20. A Street in Najirèh
The outer district of Najirèh (“Empress”) is so named in honour of the empress Aritokèh, during whose reign the area’s first streets were laid out. It is located on a raised plateau surrounded by rice fields to the north, south, and east, and by the Golu Canal (See n. 38) to the west. The unnamed avenue presented here is typical of streets in this part of the city, with their tall, regularly spaced trees and narrow wooden sidewalks. Typical, too, are the long rows of attached houses, with a ground level built of stuccoed masonry and an overhanging second story of wood. There is nothing particularly remarkable about the depicted scene, and it may at first be difficult to understand why the artist chose to include it in the series.

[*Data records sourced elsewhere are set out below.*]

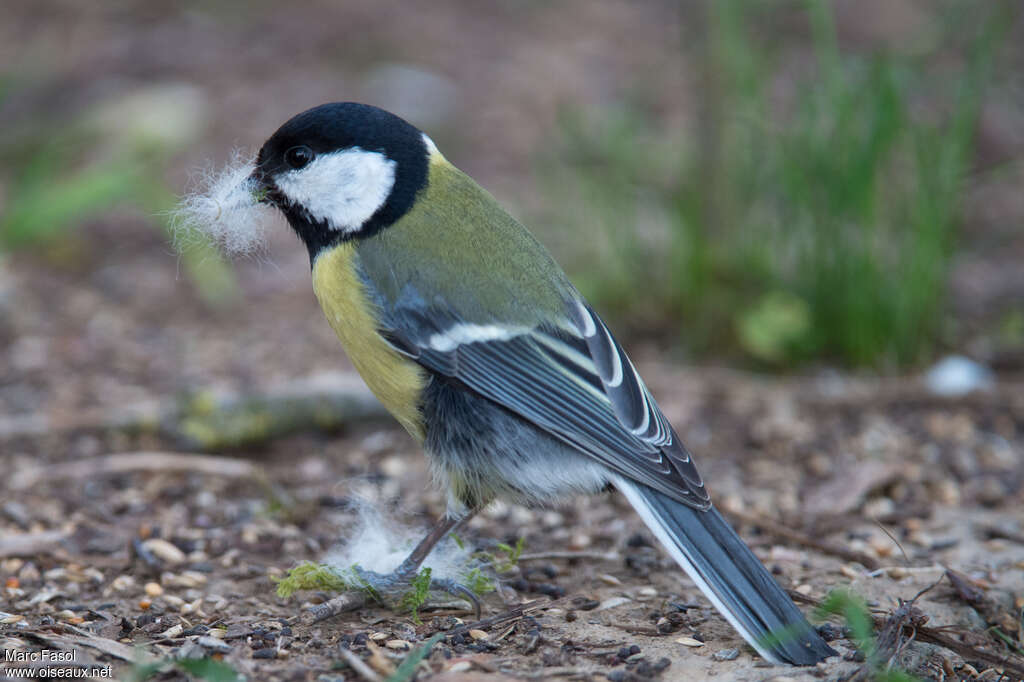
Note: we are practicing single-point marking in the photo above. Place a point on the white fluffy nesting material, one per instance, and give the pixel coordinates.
(224, 207)
(380, 544)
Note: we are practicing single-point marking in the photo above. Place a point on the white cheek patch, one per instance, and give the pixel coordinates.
(342, 188)
(224, 207)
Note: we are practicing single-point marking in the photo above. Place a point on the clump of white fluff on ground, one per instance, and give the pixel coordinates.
(224, 207)
(380, 544)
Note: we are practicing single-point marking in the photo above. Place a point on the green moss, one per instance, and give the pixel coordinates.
(309, 576)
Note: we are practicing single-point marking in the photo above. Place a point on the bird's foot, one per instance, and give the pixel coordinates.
(404, 584)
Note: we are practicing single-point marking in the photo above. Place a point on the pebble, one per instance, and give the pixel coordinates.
(172, 632)
(689, 641)
(849, 571)
(123, 583)
(612, 602)
(192, 606)
(956, 375)
(187, 579)
(165, 550)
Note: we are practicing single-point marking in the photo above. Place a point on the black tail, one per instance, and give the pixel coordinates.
(714, 556)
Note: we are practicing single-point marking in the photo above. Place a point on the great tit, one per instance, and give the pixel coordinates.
(472, 336)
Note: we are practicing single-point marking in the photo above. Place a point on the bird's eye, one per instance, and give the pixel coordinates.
(298, 157)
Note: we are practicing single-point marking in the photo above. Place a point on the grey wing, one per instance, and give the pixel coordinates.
(573, 381)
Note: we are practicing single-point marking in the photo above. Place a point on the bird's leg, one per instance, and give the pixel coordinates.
(401, 578)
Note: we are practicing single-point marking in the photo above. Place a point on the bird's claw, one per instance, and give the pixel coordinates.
(390, 588)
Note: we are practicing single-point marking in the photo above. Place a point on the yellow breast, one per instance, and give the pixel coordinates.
(396, 381)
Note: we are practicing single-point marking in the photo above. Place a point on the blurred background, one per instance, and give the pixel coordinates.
(776, 184)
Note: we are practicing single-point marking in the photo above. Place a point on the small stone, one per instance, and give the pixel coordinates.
(213, 643)
(882, 547)
(580, 542)
(192, 606)
(849, 571)
(689, 641)
(172, 632)
(175, 601)
(165, 550)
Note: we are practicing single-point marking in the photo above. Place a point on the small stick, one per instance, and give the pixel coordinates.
(347, 601)
(359, 667)
(513, 613)
(784, 533)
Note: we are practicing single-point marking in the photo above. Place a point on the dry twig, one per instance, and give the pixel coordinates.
(790, 535)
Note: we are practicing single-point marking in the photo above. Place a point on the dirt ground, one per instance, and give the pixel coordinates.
(119, 543)
(884, 484)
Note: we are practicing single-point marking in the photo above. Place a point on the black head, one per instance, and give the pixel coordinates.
(342, 171)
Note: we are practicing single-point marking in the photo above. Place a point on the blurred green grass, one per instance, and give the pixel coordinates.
(76, 167)
(819, 229)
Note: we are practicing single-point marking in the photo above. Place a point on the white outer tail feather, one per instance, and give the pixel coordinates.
(629, 489)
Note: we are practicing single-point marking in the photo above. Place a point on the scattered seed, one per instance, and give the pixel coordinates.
(172, 632)
(612, 602)
(646, 593)
(172, 600)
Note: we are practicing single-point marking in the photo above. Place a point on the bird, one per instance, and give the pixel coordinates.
(472, 336)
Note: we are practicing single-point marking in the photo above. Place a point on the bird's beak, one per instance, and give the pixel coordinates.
(263, 188)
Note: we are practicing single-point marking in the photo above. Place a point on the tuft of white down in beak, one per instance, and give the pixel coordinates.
(224, 206)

Upon reflection, however, one may well conclude that it is exactly in such generic spots that the true spirit of the city is to be found. Any tourists visiting Sensuka for the weekend can marvel at the monumental buildings in the city centre, stroll through the pleasure gardens of Rateliska, sample the street foods along the Terenfi Canal, or dance the night away in the Kadukilo during the Totamontra festival. If they know the right locals, they may also be shown the way to smoky, semilegal poetry dens, or to hole-in-the wall portside restaurants where the fishermen come to eat their own catch, and hand it over still flopping to the kitchen staff. But it is not these sights and experiences, however captivating or memorable, that make Sensuka Sensuka. What is really special about the city—what is truly worth marvelling at—are the vast number of nondescript neighbourhoods like the one depicted in this print, these rows upon rows of lives—of many generations of lives, which we will never know and we can never know. And all these lives, one way or another, revolve, or once revolved, around the same centrifugal force: Sensuka—not the physical city, but an energy, or an idea, or whatever dream it is that the city represents in the heart and mind of each individual.